Why indoor 5G is still a mess

Indoor signal has to deal with walls, glass, metal, lifts, and the fact that buildings love blocking radio waves. So even if outdoor coverage is great, indoor performance can still be… not.

du’s release calls out that indoor spaces are where users see the biggest connectivity challenges, and that this rollout is designed to tackle that directly. 

  • Big indoor venues are high-demand: thousands of phones, all streaming, posting, paying, and navigating.
  • Traditional indoor setups can mean more gear, more install time, and more things to maintain.
  • If the network has to juggle multiple generations (3G/4G/5G) indoors, it can get bulky fast.

For context, du has already been pushing its indoor performance story this year — see our earlier coverage: du tops UAE indoor mobile speeds with zero dropped calls.

What “multi-band indoor base station” actually means

The headline feature here is the all-in-one radio unit: du says the new IBS solution integrates 3G, 4G, and 5G into a single unit. 

It also uses a customised pico Remote Radio Unit (pRRU) built for du’s network requirements, and du calls this the first deployment of its kind in the UAE market

  • One unit, multiple technologies: fewer separate boxes doing separate jobs.
  • Multi-band support: one compact solution instead of stacking multiple band-specific units. 
  • Designed for indoor: targeted at challenging indoor environments, not general outdoor macro towers.

Huawei has long positioned modular base station setups around smaller size and lower power use, which matches the general direction du is describing here. 

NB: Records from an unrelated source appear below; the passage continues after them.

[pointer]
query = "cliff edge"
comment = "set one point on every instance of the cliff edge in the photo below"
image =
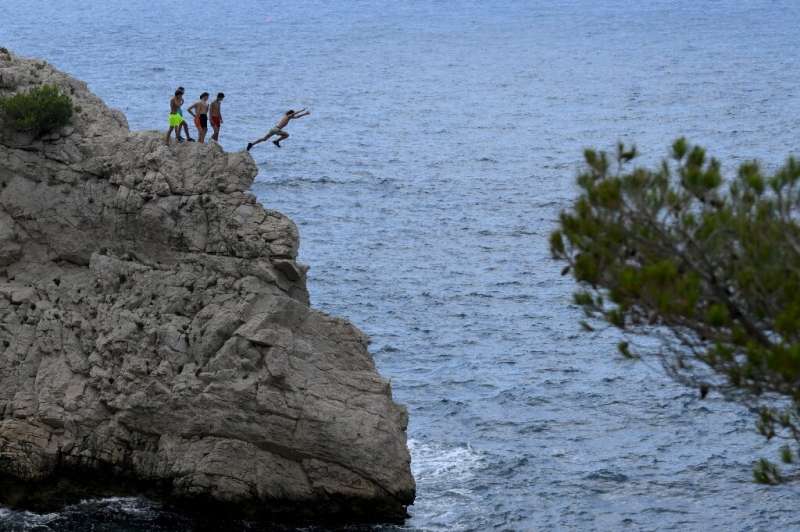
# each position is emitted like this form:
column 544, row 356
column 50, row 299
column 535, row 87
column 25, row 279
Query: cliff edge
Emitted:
column 156, row 336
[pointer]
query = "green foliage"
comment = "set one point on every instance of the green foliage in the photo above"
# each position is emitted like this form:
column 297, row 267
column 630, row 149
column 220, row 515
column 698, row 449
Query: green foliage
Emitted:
column 39, row 111
column 711, row 267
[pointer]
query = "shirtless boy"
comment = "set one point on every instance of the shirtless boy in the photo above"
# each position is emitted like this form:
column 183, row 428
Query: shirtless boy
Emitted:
column 215, row 114
column 180, row 112
column 175, row 119
column 199, row 110
column 278, row 129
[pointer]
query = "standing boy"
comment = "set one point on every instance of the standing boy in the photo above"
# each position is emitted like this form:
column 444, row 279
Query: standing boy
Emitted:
column 179, row 95
column 200, row 115
column 278, row 129
column 215, row 115
column 175, row 119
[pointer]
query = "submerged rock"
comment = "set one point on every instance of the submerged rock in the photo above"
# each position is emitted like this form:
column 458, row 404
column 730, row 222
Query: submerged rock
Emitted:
column 156, row 336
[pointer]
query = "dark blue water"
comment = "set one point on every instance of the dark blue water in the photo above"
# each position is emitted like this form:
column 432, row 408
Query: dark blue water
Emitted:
column 444, row 140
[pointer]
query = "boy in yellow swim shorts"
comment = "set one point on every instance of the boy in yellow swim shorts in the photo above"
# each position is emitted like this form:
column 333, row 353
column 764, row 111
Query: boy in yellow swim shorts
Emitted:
column 176, row 117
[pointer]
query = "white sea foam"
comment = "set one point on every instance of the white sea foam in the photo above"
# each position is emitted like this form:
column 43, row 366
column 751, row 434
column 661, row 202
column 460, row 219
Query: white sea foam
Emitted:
column 432, row 462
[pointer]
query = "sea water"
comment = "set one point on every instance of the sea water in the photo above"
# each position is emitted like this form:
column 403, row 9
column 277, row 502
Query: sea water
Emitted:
column 443, row 142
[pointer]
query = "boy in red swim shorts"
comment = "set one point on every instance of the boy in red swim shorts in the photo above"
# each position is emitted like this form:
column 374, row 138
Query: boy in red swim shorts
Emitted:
column 215, row 115
column 199, row 110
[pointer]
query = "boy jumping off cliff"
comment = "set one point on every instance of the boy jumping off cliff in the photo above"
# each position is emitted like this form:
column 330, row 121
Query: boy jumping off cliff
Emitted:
column 215, row 114
column 278, row 129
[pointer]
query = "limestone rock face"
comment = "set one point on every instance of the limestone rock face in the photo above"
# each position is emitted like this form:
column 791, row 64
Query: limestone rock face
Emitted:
column 155, row 328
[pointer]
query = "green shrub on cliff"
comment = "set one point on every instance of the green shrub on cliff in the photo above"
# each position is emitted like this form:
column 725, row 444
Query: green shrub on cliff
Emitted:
column 709, row 268
column 39, row 111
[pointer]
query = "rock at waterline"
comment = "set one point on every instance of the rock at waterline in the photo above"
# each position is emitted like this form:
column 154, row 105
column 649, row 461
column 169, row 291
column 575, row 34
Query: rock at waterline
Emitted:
column 156, row 337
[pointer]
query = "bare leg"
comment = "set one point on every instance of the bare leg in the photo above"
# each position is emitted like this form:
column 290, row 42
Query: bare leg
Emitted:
column 259, row 141
column 186, row 130
column 283, row 136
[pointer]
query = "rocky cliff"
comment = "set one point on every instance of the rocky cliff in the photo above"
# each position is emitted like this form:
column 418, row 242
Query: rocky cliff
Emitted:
column 156, row 336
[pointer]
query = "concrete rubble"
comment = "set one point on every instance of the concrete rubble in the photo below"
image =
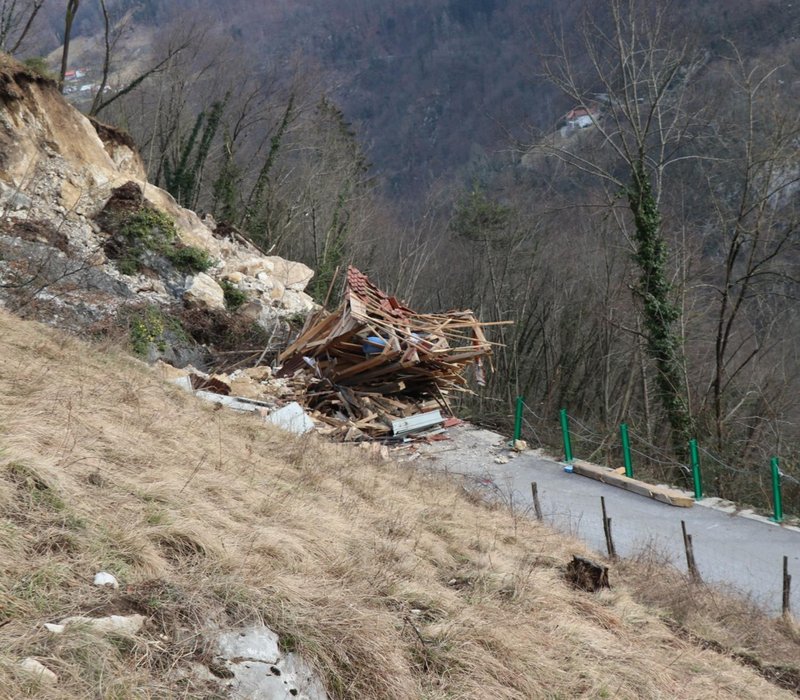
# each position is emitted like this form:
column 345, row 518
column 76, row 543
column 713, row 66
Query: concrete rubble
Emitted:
column 111, row 624
column 261, row 671
column 372, row 370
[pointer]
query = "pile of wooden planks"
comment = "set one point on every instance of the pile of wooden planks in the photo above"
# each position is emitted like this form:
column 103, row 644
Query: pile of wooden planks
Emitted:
column 374, row 361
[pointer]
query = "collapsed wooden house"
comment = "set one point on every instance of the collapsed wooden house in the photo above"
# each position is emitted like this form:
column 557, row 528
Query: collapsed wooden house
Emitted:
column 374, row 361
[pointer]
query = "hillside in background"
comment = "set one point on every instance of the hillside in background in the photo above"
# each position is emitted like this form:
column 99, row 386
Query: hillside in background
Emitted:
column 438, row 87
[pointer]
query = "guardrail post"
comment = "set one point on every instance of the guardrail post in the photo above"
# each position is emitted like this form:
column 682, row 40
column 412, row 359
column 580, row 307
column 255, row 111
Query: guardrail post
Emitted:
column 518, row 419
column 565, row 435
column 626, row 450
column 696, row 475
column 776, row 491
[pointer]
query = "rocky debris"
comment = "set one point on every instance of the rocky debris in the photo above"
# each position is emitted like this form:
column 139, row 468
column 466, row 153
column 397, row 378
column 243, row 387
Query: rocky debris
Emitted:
column 261, row 671
column 112, row 624
column 38, row 671
column 105, row 580
column 68, row 256
column 203, row 291
column 371, row 370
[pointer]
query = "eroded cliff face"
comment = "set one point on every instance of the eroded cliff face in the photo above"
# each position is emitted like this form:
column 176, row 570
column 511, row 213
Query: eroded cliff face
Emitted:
column 58, row 170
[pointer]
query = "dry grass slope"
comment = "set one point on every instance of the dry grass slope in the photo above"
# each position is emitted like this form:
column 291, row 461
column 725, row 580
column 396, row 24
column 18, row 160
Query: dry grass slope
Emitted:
column 392, row 582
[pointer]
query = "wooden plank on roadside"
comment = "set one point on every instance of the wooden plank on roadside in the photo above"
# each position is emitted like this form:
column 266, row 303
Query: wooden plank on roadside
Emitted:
column 612, row 478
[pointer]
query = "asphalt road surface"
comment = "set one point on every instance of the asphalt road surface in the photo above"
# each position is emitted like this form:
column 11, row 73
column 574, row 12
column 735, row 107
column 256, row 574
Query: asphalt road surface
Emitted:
column 741, row 551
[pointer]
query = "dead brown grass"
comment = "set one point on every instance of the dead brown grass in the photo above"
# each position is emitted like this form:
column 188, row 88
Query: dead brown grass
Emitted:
column 390, row 581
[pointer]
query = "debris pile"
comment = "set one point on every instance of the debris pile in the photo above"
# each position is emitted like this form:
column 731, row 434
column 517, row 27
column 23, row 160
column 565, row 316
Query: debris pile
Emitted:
column 372, row 369
column 373, row 365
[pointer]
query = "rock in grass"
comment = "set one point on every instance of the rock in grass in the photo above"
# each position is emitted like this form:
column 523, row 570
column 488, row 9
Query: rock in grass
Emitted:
column 113, row 624
column 38, row 670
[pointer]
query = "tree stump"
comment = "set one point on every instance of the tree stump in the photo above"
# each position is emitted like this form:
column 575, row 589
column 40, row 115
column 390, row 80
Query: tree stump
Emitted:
column 586, row 574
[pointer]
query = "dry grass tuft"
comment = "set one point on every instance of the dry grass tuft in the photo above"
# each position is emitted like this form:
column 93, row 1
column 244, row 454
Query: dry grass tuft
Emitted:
column 392, row 582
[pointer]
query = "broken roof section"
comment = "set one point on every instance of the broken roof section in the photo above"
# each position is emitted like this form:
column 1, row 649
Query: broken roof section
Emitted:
column 374, row 359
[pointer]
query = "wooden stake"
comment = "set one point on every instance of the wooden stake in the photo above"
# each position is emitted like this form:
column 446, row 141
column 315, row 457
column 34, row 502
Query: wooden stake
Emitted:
column 612, row 552
column 537, row 508
column 787, row 587
column 690, row 561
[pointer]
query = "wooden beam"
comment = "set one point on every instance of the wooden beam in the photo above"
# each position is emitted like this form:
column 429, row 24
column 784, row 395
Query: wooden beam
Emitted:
column 612, row 478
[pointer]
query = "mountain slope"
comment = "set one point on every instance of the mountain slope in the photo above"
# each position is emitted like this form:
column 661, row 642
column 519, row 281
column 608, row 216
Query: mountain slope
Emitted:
column 391, row 582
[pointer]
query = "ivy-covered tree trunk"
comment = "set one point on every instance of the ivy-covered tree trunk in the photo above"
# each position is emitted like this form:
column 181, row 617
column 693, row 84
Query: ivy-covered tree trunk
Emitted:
column 660, row 312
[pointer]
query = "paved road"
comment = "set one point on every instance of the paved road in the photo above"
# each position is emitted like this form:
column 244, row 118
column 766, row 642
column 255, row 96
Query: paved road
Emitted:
column 745, row 553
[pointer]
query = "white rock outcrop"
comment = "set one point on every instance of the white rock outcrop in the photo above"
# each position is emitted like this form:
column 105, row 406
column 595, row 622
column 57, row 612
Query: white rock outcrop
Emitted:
column 60, row 168
column 38, row 671
column 204, row 292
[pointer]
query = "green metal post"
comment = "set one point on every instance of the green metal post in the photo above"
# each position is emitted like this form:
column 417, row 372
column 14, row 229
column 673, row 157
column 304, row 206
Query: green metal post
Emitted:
column 696, row 476
column 776, row 491
column 565, row 434
column 626, row 450
column 518, row 419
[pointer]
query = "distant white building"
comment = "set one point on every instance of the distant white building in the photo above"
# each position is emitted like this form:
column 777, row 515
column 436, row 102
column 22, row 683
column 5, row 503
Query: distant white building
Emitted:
column 581, row 117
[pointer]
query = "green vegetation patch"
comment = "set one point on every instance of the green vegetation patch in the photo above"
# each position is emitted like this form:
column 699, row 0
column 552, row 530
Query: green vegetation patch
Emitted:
column 234, row 297
column 151, row 327
column 138, row 232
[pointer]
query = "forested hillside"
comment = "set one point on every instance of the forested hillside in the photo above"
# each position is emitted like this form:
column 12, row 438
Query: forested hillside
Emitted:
column 619, row 180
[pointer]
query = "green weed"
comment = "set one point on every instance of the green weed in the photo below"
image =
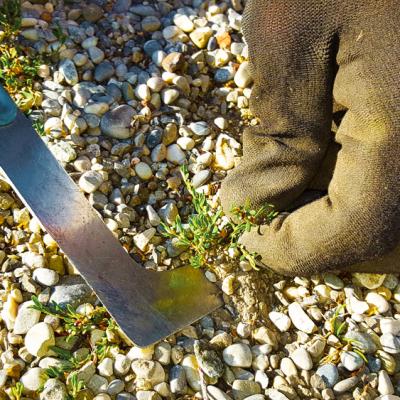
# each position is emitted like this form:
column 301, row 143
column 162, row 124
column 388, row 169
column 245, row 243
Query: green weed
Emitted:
column 208, row 232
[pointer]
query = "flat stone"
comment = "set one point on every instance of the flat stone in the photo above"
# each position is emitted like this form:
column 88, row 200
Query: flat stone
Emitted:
column 27, row 317
column 238, row 355
column 280, row 320
column 243, row 388
column 72, row 290
column 53, row 389
column 117, row 122
column 329, row 373
column 345, row 385
column 300, row 319
column 33, row 379
column 351, row 360
column 69, row 72
column 39, row 339
column 390, row 343
column 301, row 357
column 90, row 181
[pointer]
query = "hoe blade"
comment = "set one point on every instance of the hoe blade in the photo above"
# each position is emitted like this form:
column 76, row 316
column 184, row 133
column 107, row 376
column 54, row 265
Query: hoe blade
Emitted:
column 147, row 305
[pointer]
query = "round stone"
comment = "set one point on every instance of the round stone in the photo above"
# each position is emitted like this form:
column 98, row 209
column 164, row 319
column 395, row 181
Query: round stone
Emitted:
column 143, row 171
column 238, row 355
column 39, row 339
column 329, row 373
column 90, row 181
column 33, row 379
column 199, row 128
column 351, row 360
column 280, row 320
column 302, row 359
column 117, row 122
column 45, row 276
column 390, row 343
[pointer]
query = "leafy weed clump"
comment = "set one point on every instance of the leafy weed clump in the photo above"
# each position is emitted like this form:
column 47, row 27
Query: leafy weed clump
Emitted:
column 209, row 233
column 18, row 68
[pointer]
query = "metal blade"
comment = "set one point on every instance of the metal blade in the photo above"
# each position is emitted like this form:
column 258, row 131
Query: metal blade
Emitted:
column 147, row 305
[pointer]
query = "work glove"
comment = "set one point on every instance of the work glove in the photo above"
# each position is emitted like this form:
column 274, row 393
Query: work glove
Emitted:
column 304, row 53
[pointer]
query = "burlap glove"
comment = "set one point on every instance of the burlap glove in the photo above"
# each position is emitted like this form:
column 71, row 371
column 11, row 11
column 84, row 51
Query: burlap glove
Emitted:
column 303, row 53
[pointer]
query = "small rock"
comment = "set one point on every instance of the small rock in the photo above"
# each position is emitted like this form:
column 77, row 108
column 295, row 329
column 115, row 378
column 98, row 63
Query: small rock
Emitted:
column 385, row 385
column 92, row 12
column 175, row 154
column 243, row 388
column 329, row 373
column 242, row 77
column 39, row 339
column 53, row 389
column 45, row 276
column 142, row 239
column 390, row 343
column 104, row 71
column 117, row 122
column 69, row 72
column 90, row 181
column 143, row 171
column 177, row 380
column 345, row 385
column 302, row 359
column 351, row 360
column 33, row 379
column 27, row 317
column 300, row 319
column 238, row 355
column 280, row 320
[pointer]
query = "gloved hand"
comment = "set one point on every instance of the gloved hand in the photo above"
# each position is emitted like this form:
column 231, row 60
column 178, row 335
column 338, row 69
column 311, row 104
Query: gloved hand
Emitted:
column 304, row 53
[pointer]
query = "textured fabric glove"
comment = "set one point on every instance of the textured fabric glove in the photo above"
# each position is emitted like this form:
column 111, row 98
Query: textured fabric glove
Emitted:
column 304, row 53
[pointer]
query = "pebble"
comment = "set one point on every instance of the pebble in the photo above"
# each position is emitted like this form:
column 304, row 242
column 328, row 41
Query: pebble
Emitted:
column 345, row 385
column 390, row 343
column 45, row 276
column 33, row 379
column 143, row 171
column 39, row 339
column 300, row 319
column 390, row 325
column 53, row 389
column 329, row 373
column 177, row 380
column 190, row 365
column 363, row 341
column 69, row 72
column 117, row 122
column 302, row 359
column 90, row 181
column 175, row 154
column 242, row 77
column 27, row 317
column 377, row 301
column 385, row 385
column 200, row 128
column 280, row 320
column 238, row 355
column 351, row 360
column 243, row 388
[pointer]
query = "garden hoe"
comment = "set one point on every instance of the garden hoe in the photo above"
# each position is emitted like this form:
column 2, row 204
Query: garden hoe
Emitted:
column 147, row 305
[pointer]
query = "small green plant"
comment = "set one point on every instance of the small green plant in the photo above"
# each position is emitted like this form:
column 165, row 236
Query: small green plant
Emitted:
column 10, row 17
column 74, row 322
column 16, row 391
column 75, row 386
column 208, row 232
column 338, row 328
column 70, row 363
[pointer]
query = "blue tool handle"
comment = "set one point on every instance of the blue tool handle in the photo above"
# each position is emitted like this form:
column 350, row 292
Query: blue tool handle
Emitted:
column 8, row 109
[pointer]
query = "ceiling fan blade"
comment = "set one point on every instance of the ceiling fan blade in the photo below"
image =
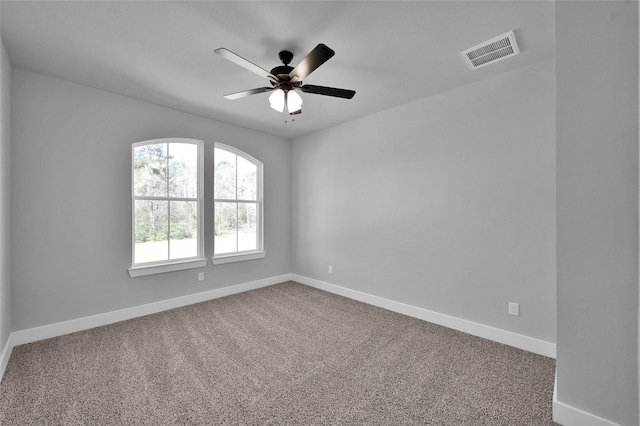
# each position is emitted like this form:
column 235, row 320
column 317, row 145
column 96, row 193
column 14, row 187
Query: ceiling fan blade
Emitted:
column 328, row 91
column 239, row 60
column 245, row 93
column 318, row 56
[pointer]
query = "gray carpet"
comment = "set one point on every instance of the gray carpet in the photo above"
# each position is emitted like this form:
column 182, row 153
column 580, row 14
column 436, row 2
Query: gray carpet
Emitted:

What changes for you in malls, hotels, and tourist hotspots

du’s promise is straightforward: better indoor speeds and more reliable coverage in places where the signal often struggles. 

  • Faster downloads and smoother streaming indoors (du’s claim is “dramatically improved”). 
  • More consistent coverage in high-traffic venues like malls and tourist areas. 
  • A “digital architecture” approach that du says helps optimise performance indoors. 

This sits neatly alongside du’s wider 5G+ story we covered earlier: du 5G+ promises 2x speeds. Here’s what that means.

The less exciting part that still matters: power, space, and maintenance

Yes, “smaller equipment” sounds like telecom nerd talk. But it matters because it affects how quickly operators can roll things out (and how painful it is to keep running).

du says the new one-box approach reduces:

  • Physical footprint and power consumption versus traditional multi-unit installs. 
  • Operational complexity and maintenance needs, which can speed up deployment. 
  • Weight and dimensions, aligning with du’s sustainability objectives. 

And on the standards side, 5G-Advanced is also being framed by industry bodies around better efficiency and more “smart” network operation over time. 

If you want a wider view of du’s 5G-Advanced push with Huawei this year, here’s another relevant read: du rolls out first 64T64R dual-band 5G-Advanced in UAE.


FAQ

What is du launching with Huawei?

A customised multi-band Indoor Base Station (IBS) solution that supports 3G, 4G, and 5G in one radio unit, aimed at improving indoor coverage across the UAE. 

Where will this indoor 5G be deployed?

du says it will roll out across VIP locations, shopping malls, and tier-1 tourist destinations in the UAE. 

What’s the main benefit for normal users?

More reliable indoor signal and better performance in places where networks often struggle (like malls and large indoor venues). 

What is 5G-Advanced (5G+)?

It’s the next evolution of 5G standards. In 3GPP terms, Release 18 is positioned as 5G-Advanced. 

Is this just about speed?

Not only. du is also pushing reduced footprint, lower power use, and simpler operations (less gear to install and maintain).